In November 2013, Fondation Zinsou opened Musée Ouidah, Benin’s first contemporary art museum, in the renovated Villa Ajavon, built in 1922 by descendants of enslaved Africans returning from Bahia, Brazil, and located about 40 kilometers from Cotonou. Ouidah is a smaller city and a major center of the transatlantic slave trade. Today, the foundation continues to expand free access to the arts for citizens of Benin via not just Musée Ouidah but also Le Jardin d’Essai, the Cotonou Lab and other initiatives. It also supports Beninese artists’ practice through programming such as workshops, school partnerships, social initiatives, publishing, residencies and exhibitions led by Zinsou.
Over the past two decades, Fondation Zinsou has shown the work of American Jean-Michel Basquiat, American Keith Haring, Malian Malick Sidibé, Cameroonian-born Nigerian Samuel Fasso, Malagasy Joël Andrianomearisoa, Tunisian Aïcha Snoussi, Franco-Beninese Jérémy Demester, Beninese Cyprien Tokoudagba, Ivorian Frédéric Bruly Bouabré, Beninese Ishola Akpo and Ghanaian Ibrahim Mahama in solo and group shows in its spaces. The foundation often gives young artists their first museum shows, while also coordinating exhibitions at other institutions around the world, as well as at the 2015 London edition of Touria El Glaoui’s 1-54 Contemporary African Art Fair.
Zinsou’s unflinching drive has helped shift the general attitude toward the arts in Benin. Visual artists have become some of the most popular people in the country, a status once reserved for musicians. An art market has emerged and several different people claim to have the country’s most important art collection. The national cultural policy has also changed over the past decade, from a non-factor considered the domain of private entrepreneurs to a lynchpin of major government development strategies and a tool for better branding of the country. Benin has built new museums, debuting at the 2024 Venice Biennale with a national pavilion featuring work by Hazoumè, Akpo, Moufouli Bello and Chloé Quenum, and in December 2025, the Council of Ministers approved a contract for the construction of a Cotonou-based Cultural and Creative Quarter on 12 hectares of land to help transform the country’s creative and cultural ecosystem. Benin has also been at the forefront of African countries calling for the West to return looted artifacts to Africa, with Zinsou playing a leading role in that advocacy.
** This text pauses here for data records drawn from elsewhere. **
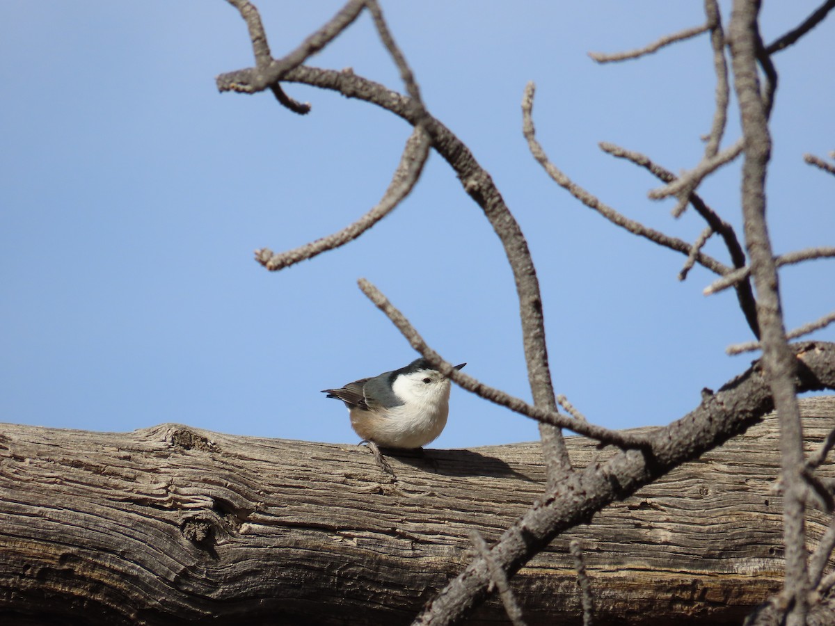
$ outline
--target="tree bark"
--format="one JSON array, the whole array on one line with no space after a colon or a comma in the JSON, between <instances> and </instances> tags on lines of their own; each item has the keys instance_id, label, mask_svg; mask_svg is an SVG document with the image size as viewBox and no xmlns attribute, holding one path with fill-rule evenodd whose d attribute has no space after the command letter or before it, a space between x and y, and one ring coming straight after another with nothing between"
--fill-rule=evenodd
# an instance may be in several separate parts
<instances>
[{"instance_id":1,"label":"tree bark","mask_svg":"<svg viewBox=\"0 0 835 626\"><path fill-rule=\"evenodd\" d=\"M801 406L811 451L835 396ZM176 424L2 433L3 623L408 623L546 480L539 443L390 456L392 477L353 445ZM566 442L579 467L607 453ZM781 587L779 467L769 416L564 533L511 581L526 622L579 623L577 538L596 623L740 623ZM810 512L810 548L830 521ZM504 620L492 598L470 623Z\"/></svg>"}]
</instances>

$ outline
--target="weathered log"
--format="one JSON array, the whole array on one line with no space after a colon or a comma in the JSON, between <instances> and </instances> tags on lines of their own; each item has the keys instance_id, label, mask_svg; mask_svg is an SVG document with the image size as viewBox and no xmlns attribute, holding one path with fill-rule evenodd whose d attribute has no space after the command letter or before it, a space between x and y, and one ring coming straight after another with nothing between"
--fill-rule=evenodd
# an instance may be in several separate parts
<instances>
[{"instance_id":1,"label":"weathered log","mask_svg":"<svg viewBox=\"0 0 835 626\"><path fill-rule=\"evenodd\" d=\"M835 396L802 407L812 450ZM352 445L0 428L3 623L407 623L469 532L497 538L544 484L536 443L402 453L392 477ZM768 416L558 538L512 580L526 621L579 623L579 538L597 623L740 623L781 585L777 437ZM829 521L811 513L810 548ZM491 598L472 623L504 620Z\"/></svg>"}]
</instances>

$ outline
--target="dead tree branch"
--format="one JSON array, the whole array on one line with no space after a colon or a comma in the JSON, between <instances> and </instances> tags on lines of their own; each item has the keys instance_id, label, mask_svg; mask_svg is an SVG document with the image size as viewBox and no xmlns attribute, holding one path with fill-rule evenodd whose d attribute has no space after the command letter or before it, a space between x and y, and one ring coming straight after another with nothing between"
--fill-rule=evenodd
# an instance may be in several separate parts
<instances>
[{"instance_id":1,"label":"dead tree branch","mask_svg":"<svg viewBox=\"0 0 835 626\"><path fill-rule=\"evenodd\" d=\"M795 395L796 361L783 327L777 265L766 224L765 179L771 156L768 117L777 75L763 58L758 25L759 3L735 0L728 38L734 88L739 100L745 144L742 164L742 216L746 247L757 289L757 313L762 332L762 361L780 420L780 451L784 488L783 523L786 538L784 593L788 603L788 626L803 626L808 612L809 574L806 552L806 502L803 434ZM767 95L760 92L757 62L768 78Z\"/></svg>"},{"instance_id":2,"label":"dead tree branch","mask_svg":"<svg viewBox=\"0 0 835 626\"><path fill-rule=\"evenodd\" d=\"M661 49L665 46L669 46L671 43L676 43L676 42L685 41L686 39L691 39L696 35L701 35L710 30L710 24L702 24L701 26L694 26L690 28L685 28L679 31L678 33L674 33L670 35L665 35L657 41L650 43L644 48L640 48L636 50L630 50L629 52L615 53L612 54L606 54L604 53L589 53L589 56L592 59L597 61L599 63L612 63L614 61L626 61L633 58L640 58L640 57L645 56L647 54L652 54L655 52Z\"/></svg>"},{"instance_id":3,"label":"dead tree branch","mask_svg":"<svg viewBox=\"0 0 835 626\"><path fill-rule=\"evenodd\" d=\"M814 332L815 331L819 331L822 328L826 328L832 322L835 322L835 311L832 313L827 313L822 317L815 320L814 321L810 321L808 324L804 324L799 328L796 328L793 331L786 333L786 338L798 339L809 333ZM746 343L738 343L733 346L729 346L725 351L729 355L741 354L742 352L751 352L755 350L762 350L762 341L748 341Z\"/></svg>"},{"instance_id":4,"label":"dead tree branch","mask_svg":"<svg viewBox=\"0 0 835 626\"><path fill-rule=\"evenodd\" d=\"M827 14L833 8L835 8L835 0L827 0L823 3L823 4L815 9L812 15L803 20L803 22L797 28L792 28L785 35L778 38L772 43L767 46L766 53L773 54L774 53L785 50L789 46L797 43L800 38L822 22L823 18L827 17Z\"/></svg>"},{"instance_id":5,"label":"dead tree branch","mask_svg":"<svg viewBox=\"0 0 835 626\"><path fill-rule=\"evenodd\" d=\"M368 299L391 320L392 323L403 335L409 345L420 352L421 356L432 365L438 367L444 376L452 379L453 382L466 389L479 397L488 400L494 404L510 409L540 423L559 428L567 428L581 435L584 435L605 444L611 444L624 449L644 448L649 442L640 437L635 437L624 431L610 431L608 428L590 424L588 422L572 419L558 413L556 410L549 411L537 405L529 405L524 400L510 396L495 387L491 387L464 374L453 367L453 365L441 357L423 341L409 321L403 316L377 287L368 280L361 278L358 281L360 289Z\"/></svg>"},{"instance_id":6,"label":"dead tree branch","mask_svg":"<svg viewBox=\"0 0 835 626\"><path fill-rule=\"evenodd\" d=\"M357 7L357 4L362 6ZM220 91L255 93L279 80L304 83L338 91L348 98L364 99L398 115L412 125L423 124L432 139L433 148L453 167L464 190L481 207L502 241L516 283L525 360L534 402L544 412L554 412L556 411L556 401L548 363L539 280L524 235L490 175L455 135L426 113L423 107L416 105L413 98L392 93L383 85L353 73L301 65L309 54L321 49L356 19L364 6L364 3L349 3L318 33L308 38L302 46L284 59L271 63L261 76L255 76L252 69L221 74L217 78L218 88ZM376 23L378 19L382 19L382 16L375 18ZM377 27L385 43L387 35L380 30L379 24ZM547 451L546 458L549 459L549 466L552 468L550 475L556 481L563 473L571 471L562 435L559 429L547 423L540 425L540 434Z\"/></svg>"},{"instance_id":7,"label":"dead tree branch","mask_svg":"<svg viewBox=\"0 0 835 626\"><path fill-rule=\"evenodd\" d=\"M256 260L270 271L276 271L339 248L359 237L394 210L412 193L429 157L429 137L423 127L416 126L406 142L400 164L382 199L356 222L333 235L281 254L275 254L269 248L257 250Z\"/></svg>"},{"instance_id":8,"label":"dead tree branch","mask_svg":"<svg viewBox=\"0 0 835 626\"><path fill-rule=\"evenodd\" d=\"M835 257L835 248L821 246L819 248L807 248L806 250L797 250L796 252L787 252L785 255L781 255L777 257L774 260L774 263L777 267L782 267L782 265L791 265L804 260L812 260L812 259L826 259L829 257ZM728 287L733 286L740 280L748 278L750 275L750 266L746 265L744 267L740 267L729 274L725 275L718 280L711 283L708 286L705 287L703 293L705 295L719 293Z\"/></svg>"},{"instance_id":9,"label":"dead tree branch","mask_svg":"<svg viewBox=\"0 0 835 626\"><path fill-rule=\"evenodd\" d=\"M669 169L666 169L665 168L653 162L645 154L635 152L634 150L627 150L608 142L601 142L600 145L600 149L604 152L619 159L625 159L636 165L640 165L647 171L650 172L659 180L665 183L671 183L676 179L676 174ZM733 263L734 267L744 267L746 260L745 251L742 250L742 246L739 243L739 240L736 237L736 231L733 230L733 226L719 217L719 215L712 209L711 209L696 192L691 193L689 199L696 212L705 220L706 222L707 222L708 226L710 226L714 232L718 233L720 236L721 236L722 240L725 242L725 245L728 250L728 253L731 255L731 260ZM697 255L694 256L694 260L697 259ZM720 280L725 280L728 276L736 274L736 270L731 270L720 279ZM746 276L747 275L746 275ZM751 328L752 332L754 333L754 336L758 338L760 336L760 327L757 321L757 302L754 299L754 291L752 289L751 282L749 280L742 281L740 280L729 284L728 286L731 285L736 285L736 299L739 301L740 309L742 311L742 315L745 316L746 321L748 323L748 326Z\"/></svg>"},{"instance_id":10,"label":"dead tree branch","mask_svg":"<svg viewBox=\"0 0 835 626\"><path fill-rule=\"evenodd\" d=\"M484 538L478 534L478 531L473 530L470 531L470 541L475 546L478 556L487 563L487 568L490 572L491 583L493 583L498 591L498 597L502 599L502 604L504 605L504 612L510 618L511 623L514 626L525 626L522 609L519 608L519 605L514 597L514 592L510 588L510 582L508 580L507 574L493 560L493 557L490 556L490 548L488 547L487 542L484 541Z\"/></svg>"},{"instance_id":11,"label":"dead tree branch","mask_svg":"<svg viewBox=\"0 0 835 626\"><path fill-rule=\"evenodd\" d=\"M569 552L571 553L574 569L577 570L577 584L583 605L583 626L592 626L595 621L595 596L591 593L591 581L585 571L585 559L579 540L572 539L569 542Z\"/></svg>"},{"instance_id":12,"label":"dead tree branch","mask_svg":"<svg viewBox=\"0 0 835 626\"><path fill-rule=\"evenodd\" d=\"M826 377L816 369L822 361L810 363L810 381ZM732 401L753 406L741 395ZM832 398L802 406L809 440L822 441ZM513 578L528 624L580 623L572 539L600 585L600 623L645 626L648 615L662 626L740 623L780 587L781 499L767 480L779 467L776 422L765 416L554 540ZM471 558L469 531L493 544L545 481L536 442L390 457L395 485L354 445L175 424L0 432L8 624L407 623ZM566 444L589 471L616 452L584 437ZM830 479L835 466L820 472ZM810 512L810 548L830 522ZM491 598L473 619L501 612Z\"/></svg>"},{"instance_id":13,"label":"dead tree branch","mask_svg":"<svg viewBox=\"0 0 835 626\"><path fill-rule=\"evenodd\" d=\"M815 156L814 154L803 154L803 160L810 165L818 167L824 172L828 172L835 176L835 165L831 163L827 163L820 157Z\"/></svg>"},{"instance_id":14,"label":"dead tree branch","mask_svg":"<svg viewBox=\"0 0 835 626\"><path fill-rule=\"evenodd\" d=\"M824 354L829 351L835 356L832 344L807 342L792 346L798 366L798 391L805 386L803 381L832 388L835 361L818 370L819 359L826 359ZM621 451L605 463L592 463L586 471L566 478L558 490L505 531L491 553L506 572L516 572L559 533L587 521L594 512L634 493L673 466L719 445L731 436L731 432L755 421L758 411L773 406L773 401L768 379L757 362L716 394L706 394L691 413L660 428L652 437L651 455L637 450ZM759 409L752 412L754 406ZM414 623L438 626L456 623L484 597L488 583L486 563L478 559L428 603Z\"/></svg>"}]
</instances>

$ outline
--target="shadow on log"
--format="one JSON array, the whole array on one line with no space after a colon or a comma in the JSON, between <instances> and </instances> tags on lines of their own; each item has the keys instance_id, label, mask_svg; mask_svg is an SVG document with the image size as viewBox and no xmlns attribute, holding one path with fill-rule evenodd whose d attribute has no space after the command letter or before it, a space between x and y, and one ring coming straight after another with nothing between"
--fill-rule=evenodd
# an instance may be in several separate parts
<instances>
[{"instance_id":1,"label":"shadow on log","mask_svg":"<svg viewBox=\"0 0 835 626\"><path fill-rule=\"evenodd\" d=\"M812 450L835 396L801 406ZM392 456L392 477L353 445L175 424L0 432L4 624L408 623L470 530L495 540L544 484L537 443ZM580 623L579 538L596 623L740 623L782 581L777 439L768 416L559 538L512 579L526 622ZM579 466L601 454L568 446ZM829 521L810 513L810 548ZM468 623L504 619L493 598Z\"/></svg>"}]
</instances>

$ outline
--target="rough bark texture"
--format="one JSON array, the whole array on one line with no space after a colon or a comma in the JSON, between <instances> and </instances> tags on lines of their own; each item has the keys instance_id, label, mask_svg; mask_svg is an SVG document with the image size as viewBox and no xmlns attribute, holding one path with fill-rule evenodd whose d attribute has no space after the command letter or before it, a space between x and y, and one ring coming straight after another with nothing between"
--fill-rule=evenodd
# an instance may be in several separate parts
<instances>
[{"instance_id":1,"label":"rough bark texture","mask_svg":"<svg viewBox=\"0 0 835 626\"><path fill-rule=\"evenodd\" d=\"M812 450L835 397L802 406ZM538 443L392 457L392 480L352 445L2 432L3 623L407 623L468 563L469 531L495 540L545 481ZM600 453L567 441L579 466ZM564 534L512 581L527 622L579 623L579 538L598 623L739 623L781 585L779 464L769 416ZM828 523L812 513L810 547ZM473 617L504 619L494 598Z\"/></svg>"}]
</instances>

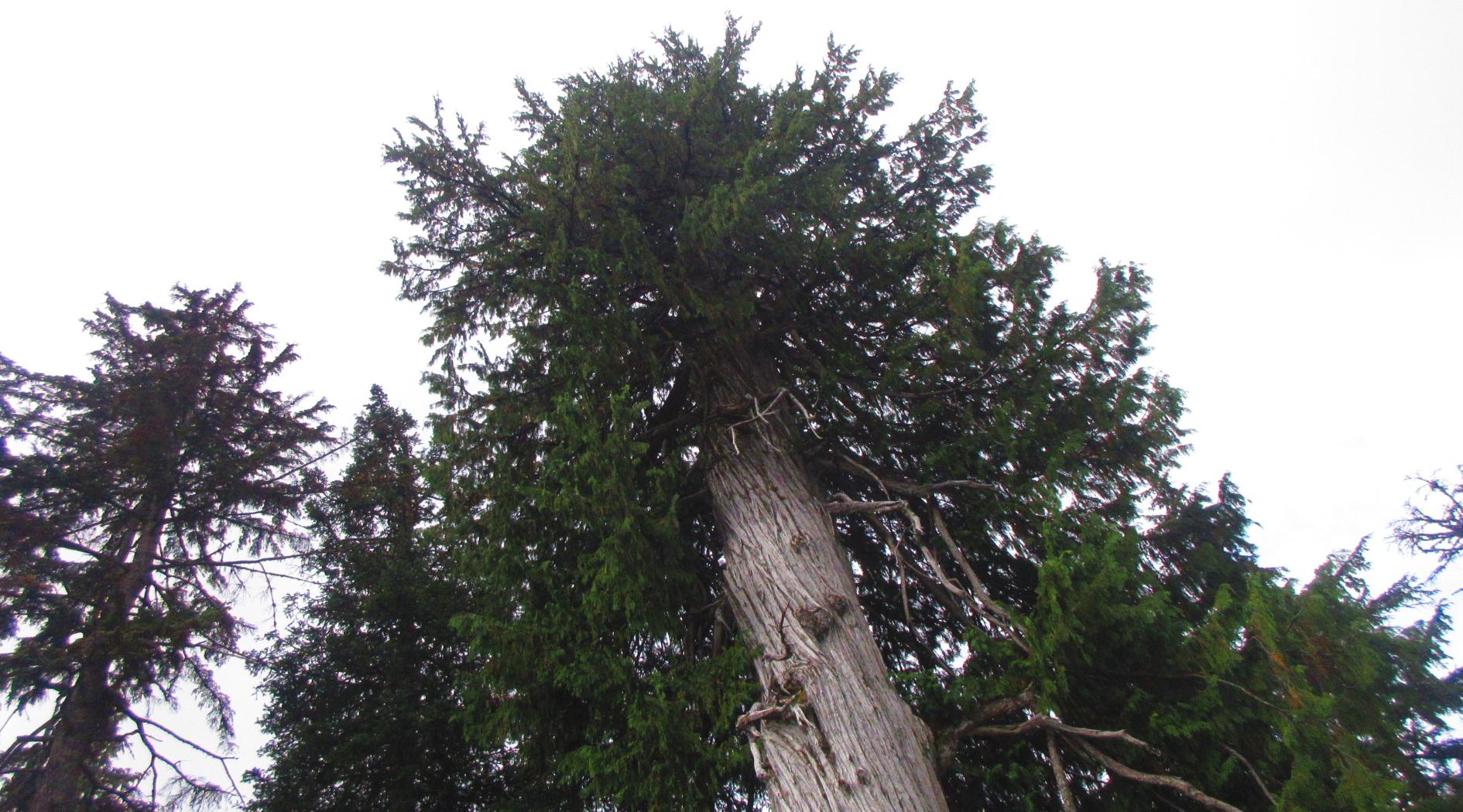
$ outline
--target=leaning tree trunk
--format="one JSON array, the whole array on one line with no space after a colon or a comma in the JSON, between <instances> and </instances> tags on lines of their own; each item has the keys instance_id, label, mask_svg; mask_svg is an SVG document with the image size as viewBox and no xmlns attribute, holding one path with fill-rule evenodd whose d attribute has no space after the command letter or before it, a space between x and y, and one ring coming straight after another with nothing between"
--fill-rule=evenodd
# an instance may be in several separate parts
<instances>
[{"instance_id":1,"label":"leaning tree trunk","mask_svg":"<svg viewBox=\"0 0 1463 812\"><path fill-rule=\"evenodd\" d=\"M775 380L721 358L714 403L767 403ZM853 570L784 418L751 409L708 426L707 473L726 589L762 700L739 726L778 812L944 811L929 729L890 685ZM734 425L740 421L740 425Z\"/></svg>"},{"instance_id":2,"label":"leaning tree trunk","mask_svg":"<svg viewBox=\"0 0 1463 812\"><path fill-rule=\"evenodd\" d=\"M108 683L113 653L133 606L152 575L154 558L162 539L162 499L154 499L146 518L135 532L132 561L126 564L113 593L97 608L95 622L79 641L83 653L70 691L56 711L56 727L41 765L28 812L72 812L101 789L99 775L107 748L116 739L120 708Z\"/></svg>"}]
</instances>

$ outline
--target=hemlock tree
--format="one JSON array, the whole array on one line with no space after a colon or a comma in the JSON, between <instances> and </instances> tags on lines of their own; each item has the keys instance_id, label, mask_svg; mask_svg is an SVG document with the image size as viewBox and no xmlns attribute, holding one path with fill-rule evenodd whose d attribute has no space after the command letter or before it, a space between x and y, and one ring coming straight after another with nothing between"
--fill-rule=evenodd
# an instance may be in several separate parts
<instances>
[{"instance_id":1,"label":"hemlock tree","mask_svg":"<svg viewBox=\"0 0 1463 812\"><path fill-rule=\"evenodd\" d=\"M227 599L294 539L300 472L329 426L323 402L268 388L296 353L237 288L173 299L108 296L86 321L101 342L89 377L0 359L0 689L51 708L4 752L7 809L152 808L159 778L195 800L225 792L186 774L177 748L218 754L146 704L190 688L227 742L212 678L237 654ZM110 767L123 748L139 771Z\"/></svg>"},{"instance_id":2,"label":"hemlock tree","mask_svg":"<svg viewBox=\"0 0 1463 812\"><path fill-rule=\"evenodd\" d=\"M1298 590L1232 485L1169 483L1146 276L1102 264L1071 311L1055 248L961 231L969 88L888 137L892 74L830 45L748 86L749 42L519 88L534 142L496 165L440 105L388 148L417 235L385 270L435 317L443 526L483 589L471 730L524 805L1437 793L1443 618L1387 625L1416 590L1365 593L1359 555Z\"/></svg>"},{"instance_id":3,"label":"hemlock tree","mask_svg":"<svg viewBox=\"0 0 1463 812\"><path fill-rule=\"evenodd\" d=\"M414 421L373 387L353 437L310 502L304 572L320 589L262 659L271 764L250 809L493 809L497 754L458 719L471 656L451 619L471 593L432 527Z\"/></svg>"}]
</instances>

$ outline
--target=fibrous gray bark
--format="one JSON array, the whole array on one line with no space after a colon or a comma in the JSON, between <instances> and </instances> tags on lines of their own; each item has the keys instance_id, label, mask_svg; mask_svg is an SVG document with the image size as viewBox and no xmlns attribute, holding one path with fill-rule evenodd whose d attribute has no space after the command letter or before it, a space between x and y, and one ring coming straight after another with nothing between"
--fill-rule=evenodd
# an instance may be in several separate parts
<instances>
[{"instance_id":1,"label":"fibrous gray bark","mask_svg":"<svg viewBox=\"0 0 1463 812\"><path fill-rule=\"evenodd\" d=\"M772 391L748 367L723 362L718 402ZM944 811L929 729L890 685L787 413L755 410L707 431L727 596L761 651L762 700L739 723L758 777L778 812Z\"/></svg>"}]
</instances>

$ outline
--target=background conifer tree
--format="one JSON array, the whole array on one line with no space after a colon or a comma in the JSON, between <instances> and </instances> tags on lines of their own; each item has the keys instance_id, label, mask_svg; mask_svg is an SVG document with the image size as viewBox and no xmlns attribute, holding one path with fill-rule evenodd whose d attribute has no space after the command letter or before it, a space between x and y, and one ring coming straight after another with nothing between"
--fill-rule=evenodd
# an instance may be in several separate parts
<instances>
[{"instance_id":1,"label":"background conifer tree","mask_svg":"<svg viewBox=\"0 0 1463 812\"><path fill-rule=\"evenodd\" d=\"M414 421L373 387L353 437L310 502L320 587L263 656L271 764L250 809L497 809L499 755L458 719L473 657L451 621L471 593L432 526Z\"/></svg>"},{"instance_id":2,"label":"background conifer tree","mask_svg":"<svg viewBox=\"0 0 1463 812\"><path fill-rule=\"evenodd\" d=\"M198 702L228 739L211 669L237 654L230 587L288 555L329 429L323 402L269 388L296 355L247 310L237 288L177 288L173 307L108 296L85 323L101 342L88 377L0 359L0 691L53 708L4 752L7 809L140 809L168 781L193 800L225 792L177 749L218 754L146 702ZM110 767L123 746L138 771Z\"/></svg>"},{"instance_id":3,"label":"background conifer tree","mask_svg":"<svg viewBox=\"0 0 1463 812\"><path fill-rule=\"evenodd\" d=\"M483 586L474 733L595 809L1437 793L1443 618L1387 625L1418 593L1359 555L1296 590L1232 485L1169 482L1144 273L1069 310L1059 251L967 223L969 88L891 137L894 74L831 45L755 88L749 42L521 88L497 164L440 110L388 149Z\"/></svg>"}]
</instances>

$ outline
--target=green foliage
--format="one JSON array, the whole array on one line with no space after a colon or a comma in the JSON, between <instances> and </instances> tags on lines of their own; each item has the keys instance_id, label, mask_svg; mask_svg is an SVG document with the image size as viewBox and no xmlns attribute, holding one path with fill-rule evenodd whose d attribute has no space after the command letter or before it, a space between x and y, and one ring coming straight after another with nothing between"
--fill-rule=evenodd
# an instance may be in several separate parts
<instances>
[{"instance_id":1,"label":"green foliage","mask_svg":"<svg viewBox=\"0 0 1463 812\"><path fill-rule=\"evenodd\" d=\"M320 587L256 666L271 765L250 809L494 809L500 755L465 742L455 685L474 659L451 619L473 591L433 527L414 421L373 387L353 438L310 502Z\"/></svg>"},{"instance_id":2,"label":"green foliage","mask_svg":"<svg viewBox=\"0 0 1463 812\"><path fill-rule=\"evenodd\" d=\"M1421 596L1378 603L1356 564L1296 591L1254 562L1227 480L1170 483L1181 396L1140 365L1147 276L1103 263L1074 311L1056 248L967 222L970 88L890 137L895 77L851 50L764 89L734 23L711 54L657 42L554 102L521 88L534 143L499 164L440 105L388 148L417 235L385 270L433 315L443 529L481 587L470 730L522 787L756 802L733 721L758 653L704 470L751 405L796 419L830 499L901 502L838 537L952 808L1056 805L1046 732L1088 808L1179 800L1141 775L1242 808L1438 792L1441 615L1387 625ZM771 388L717 402L729 365ZM1366 656L1340 667L1325 635Z\"/></svg>"},{"instance_id":3,"label":"green foliage","mask_svg":"<svg viewBox=\"0 0 1463 812\"><path fill-rule=\"evenodd\" d=\"M237 288L173 298L108 296L85 323L101 342L86 378L0 358L0 691L51 707L4 754L7 805L75 757L88 778L66 787L66 808L155 803L159 771L184 797L221 792L165 761L186 742L138 708L192 688L231 735L212 678L237 654L228 590L294 540L285 521L328 407L268 388L296 355L274 351ZM140 773L108 767L123 746Z\"/></svg>"}]
</instances>

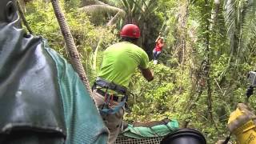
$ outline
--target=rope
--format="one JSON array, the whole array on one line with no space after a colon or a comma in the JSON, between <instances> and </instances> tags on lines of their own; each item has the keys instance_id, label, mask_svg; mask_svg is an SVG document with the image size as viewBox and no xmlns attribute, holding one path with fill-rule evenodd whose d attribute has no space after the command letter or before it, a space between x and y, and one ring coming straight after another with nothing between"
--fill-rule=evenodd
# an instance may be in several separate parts
<instances>
[{"instance_id":1,"label":"rope","mask_svg":"<svg viewBox=\"0 0 256 144\"><path fill-rule=\"evenodd\" d=\"M64 37L64 41L67 47L68 54L71 58L72 66L75 71L78 74L83 84L86 86L87 91L90 94L90 96L92 98L94 103L96 103L95 99L93 98L93 94L91 92L91 89L85 70L83 69L83 66L80 61L79 53L74 44L73 36L66 21L64 14L62 13L62 9L60 7L59 2L58 0L51 0L51 3L53 5L55 16L58 19L60 29Z\"/></svg>"},{"instance_id":2,"label":"rope","mask_svg":"<svg viewBox=\"0 0 256 144\"><path fill-rule=\"evenodd\" d=\"M19 3L18 1L17 1L17 6L18 6L18 10L19 15L21 16L21 18L22 19L23 24L25 25L25 26L26 27L26 29L30 32L30 34L33 34L32 30L25 18L24 12L23 12L22 8L21 6L21 4Z\"/></svg>"}]
</instances>

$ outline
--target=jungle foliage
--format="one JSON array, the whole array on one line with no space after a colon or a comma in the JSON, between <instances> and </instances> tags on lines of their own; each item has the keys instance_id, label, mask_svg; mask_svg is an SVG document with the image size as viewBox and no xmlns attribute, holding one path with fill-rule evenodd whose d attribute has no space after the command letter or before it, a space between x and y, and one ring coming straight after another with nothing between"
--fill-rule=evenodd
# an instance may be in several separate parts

Zinsou was a recipient of the Chevalier de l’Ordre des Arts et des Lettres from the French Ministry of Culture and Communication in 2021. In 2014, the Japan Art Foundation awarded Fondation Zinsou the Praemium Imperiale, a prestigious annual international arts prize. She leads the boards of cultural organizations and frequently serves as an awards jury member.
“I think we’ve proved that people are very interested [in art] and that Beninese people are just like Parisians, Americans or English people. They understand that a museum is a very important tool for education, as well as a tool for development because it changes the image of a country,” she said. “The conversations with artists have been the greatest honor of my life and the greatest pride I have to be working with this generation of artists who have changed everything. And I’m very conscious of how lucky I am to be surrounded by all these artists who trust us, help us, work with us and exhibit with us.”